Toller estiró el cuello para ver el dibujo de Berise. Representaba el interior de la estación; ella había remarcado con énfasis los haces paralelos de la luz del sol sesgados que entraban desde la fila de portillas. Las figuras humanas y las portillas estaban sugeridas más que detalladas y en cierto modo a Toller le gustó, aunque no estaba calificado para juzgar su arte.

—¿Por qué haces eso? —le dijo.

Ella le sonrió.

—El viejo Imps dice que no cumplo con mi deber, pero yo creo que todo el mundo en Overland tiene más de un deber. Cada uno de nosotros debe buscar y desarrollar sus facultades artísticas. Yo no sé si alguna vez llegaré a ser buena dibujante, pero estoy esforzándome para ello. Si fracaso, probaré con la poesía, con la música, con la danza… Seguiré buscando hasta que encuentre algo que sea capaz de hacer, y después lo realizaré de la mejor forma que me sea posible.

—¿Por qué tenemos ese deber?

—¡Por la Migración! No se puede hacer lo que hicimos sin pagar las consecuencias. Dejamos el alma de nuestra raza en el Viejo Mundo. ¿Sabía usted que en ninguna de las naves que tomaron parte en la Migración había una sola pintura? Ni libros, ni esculturas, ni música. Lo dejamos todo atrás.

—No fue precisamente un viaje de placer, ¿no lo comprendes? —dijo Toller—. Éramos emigrantes que llevábamos lo esencial para sobrevivir.

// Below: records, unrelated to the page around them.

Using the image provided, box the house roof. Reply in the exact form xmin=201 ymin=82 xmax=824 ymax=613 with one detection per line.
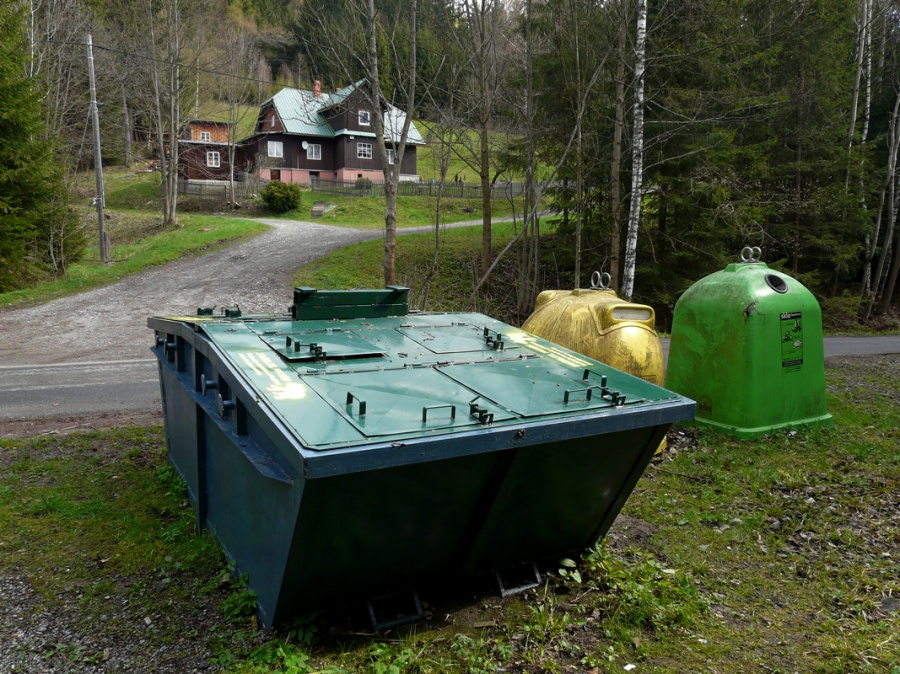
xmin=261 ymin=80 xmax=425 ymax=145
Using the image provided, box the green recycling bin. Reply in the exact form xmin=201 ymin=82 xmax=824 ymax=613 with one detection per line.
xmin=148 ymin=288 xmax=694 ymax=626
xmin=666 ymin=248 xmax=833 ymax=439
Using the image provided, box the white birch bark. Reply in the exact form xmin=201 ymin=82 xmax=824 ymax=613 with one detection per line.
xmin=863 ymin=90 xmax=900 ymax=302
xmin=622 ymin=0 xmax=647 ymax=300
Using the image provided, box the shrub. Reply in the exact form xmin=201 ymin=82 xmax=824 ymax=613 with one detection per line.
xmin=259 ymin=180 xmax=302 ymax=213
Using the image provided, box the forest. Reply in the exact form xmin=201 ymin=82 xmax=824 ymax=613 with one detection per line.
xmin=0 ymin=0 xmax=900 ymax=325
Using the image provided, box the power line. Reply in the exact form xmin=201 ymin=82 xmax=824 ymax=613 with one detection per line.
xmin=39 ymin=40 xmax=288 ymax=86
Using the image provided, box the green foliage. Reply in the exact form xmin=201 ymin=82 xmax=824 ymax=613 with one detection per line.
xmin=219 ymin=564 xmax=256 ymax=622
xmin=0 ymin=3 xmax=84 ymax=292
xmin=259 ymin=180 xmax=303 ymax=213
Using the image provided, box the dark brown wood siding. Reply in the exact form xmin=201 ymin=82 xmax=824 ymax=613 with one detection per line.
xmin=178 ymin=143 xmax=228 ymax=180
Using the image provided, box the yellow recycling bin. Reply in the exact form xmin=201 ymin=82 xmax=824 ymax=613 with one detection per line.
xmin=522 ymin=272 xmax=666 ymax=451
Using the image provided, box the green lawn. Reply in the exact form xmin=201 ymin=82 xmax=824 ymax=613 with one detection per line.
xmin=0 ymin=356 xmax=900 ymax=674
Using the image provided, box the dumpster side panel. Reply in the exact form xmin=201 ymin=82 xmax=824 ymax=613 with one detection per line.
xmin=159 ymin=362 xmax=200 ymax=508
xmin=201 ymin=416 xmax=303 ymax=625
xmin=466 ymin=425 xmax=668 ymax=573
xmin=279 ymin=446 xmax=505 ymax=613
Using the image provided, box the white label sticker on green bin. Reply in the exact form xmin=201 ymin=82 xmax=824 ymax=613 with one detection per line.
xmin=781 ymin=311 xmax=803 ymax=369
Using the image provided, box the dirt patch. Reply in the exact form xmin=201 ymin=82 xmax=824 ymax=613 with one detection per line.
xmin=0 ymin=410 xmax=163 ymax=439
xmin=0 ymin=220 xmax=380 ymax=367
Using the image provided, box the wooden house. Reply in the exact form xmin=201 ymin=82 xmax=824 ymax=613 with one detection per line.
xmin=242 ymin=80 xmax=425 ymax=184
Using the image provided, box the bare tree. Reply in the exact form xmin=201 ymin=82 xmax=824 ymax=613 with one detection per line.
xmin=622 ymin=0 xmax=647 ymax=300
xmin=217 ymin=24 xmax=260 ymax=208
xmin=609 ymin=0 xmax=628 ymax=291
xmin=121 ymin=0 xmax=206 ymax=226
xmin=304 ymin=0 xmax=418 ymax=285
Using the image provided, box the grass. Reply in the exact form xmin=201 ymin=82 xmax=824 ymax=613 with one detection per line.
xmin=0 ymin=356 xmax=900 ymax=674
xmin=266 ymin=190 xmax=522 ymax=230
xmin=0 ymin=210 xmax=267 ymax=307
xmin=292 ymin=222 xmax=536 ymax=323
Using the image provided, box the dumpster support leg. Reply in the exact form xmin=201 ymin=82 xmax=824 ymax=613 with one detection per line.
xmin=366 ymin=592 xmax=425 ymax=632
xmin=494 ymin=562 xmax=541 ymax=597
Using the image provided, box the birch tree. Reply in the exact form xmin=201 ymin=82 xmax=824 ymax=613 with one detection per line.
xmin=119 ymin=0 xmax=207 ymax=226
xmin=301 ymin=0 xmax=418 ymax=285
xmin=217 ymin=24 xmax=260 ymax=208
xmin=622 ymin=0 xmax=647 ymax=300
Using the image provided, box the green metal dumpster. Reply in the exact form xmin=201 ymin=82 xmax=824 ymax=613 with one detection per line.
xmin=666 ymin=248 xmax=832 ymax=439
xmin=148 ymin=288 xmax=694 ymax=625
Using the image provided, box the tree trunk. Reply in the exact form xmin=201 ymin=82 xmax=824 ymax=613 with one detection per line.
xmin=122 ymin=87 xmax=133 ymax=168
xmin=609 ymin=2 xmax=628 ymax=291
xmin=862 ymin=90 xmax=900 ymax=296
xmin=480 ymin=117 xmax=493 ymax=292
xmin=844 ymin=0 xmax=871 ymax=190
xmin=878 ymin=189 xmax=900 ymax=313
xmin=622 ymin=0 xmax=647 ymax=300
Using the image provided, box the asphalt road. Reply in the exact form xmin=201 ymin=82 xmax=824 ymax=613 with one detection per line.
xmin=0 ymin=335 xmax=900 ymax=421
xmin=0 ymin=215 xmax=900 ymax=423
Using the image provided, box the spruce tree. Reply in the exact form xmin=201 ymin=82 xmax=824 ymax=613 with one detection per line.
xmin=0 ymin=3 xmax=81 ymax=292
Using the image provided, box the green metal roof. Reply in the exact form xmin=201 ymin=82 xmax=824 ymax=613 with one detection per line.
xmin=263 ymin=80 xmax=425 ymax=145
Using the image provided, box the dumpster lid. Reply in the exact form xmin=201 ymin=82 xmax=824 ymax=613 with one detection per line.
xmin=174 ymin=314 xmax=683 ymax=451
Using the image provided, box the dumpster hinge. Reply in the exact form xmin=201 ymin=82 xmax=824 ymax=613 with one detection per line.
xmin=366 ymin=592 xmax=425 ymax=632
xmin=494 ymin=562 xmax=541 ymax=597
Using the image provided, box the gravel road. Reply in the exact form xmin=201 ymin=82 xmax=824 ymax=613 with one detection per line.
xmin=0 ymin=220 xmax=381 ymax=366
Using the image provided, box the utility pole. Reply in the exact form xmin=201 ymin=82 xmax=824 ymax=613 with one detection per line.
xmin=87 ymin=33 xmax=109 ymax=264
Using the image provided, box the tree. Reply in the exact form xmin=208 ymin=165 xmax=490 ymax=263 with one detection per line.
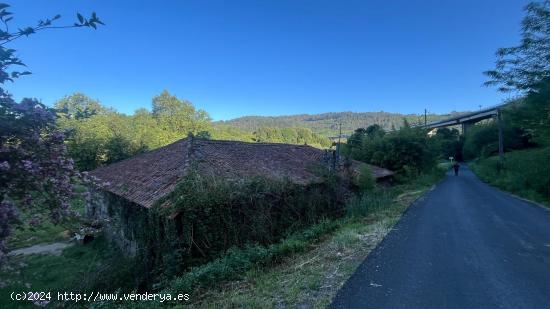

—¡Trajimos joyas y dinero inútil! ¡Toneladas de armas! Toda raza necesita un armazón cultural para apoyar los otros aspectos de su existencia, y nosotros no tenemos ninguno. El rey no lo ha incluido en sus planes para un nuevo Kolkorron. Dejamos todo eso detrás, y por esta razón Overland está tan vacío. No es porque seamos pocos y estemos diseminados por todo el planeta; nuestro vacío es espiritual.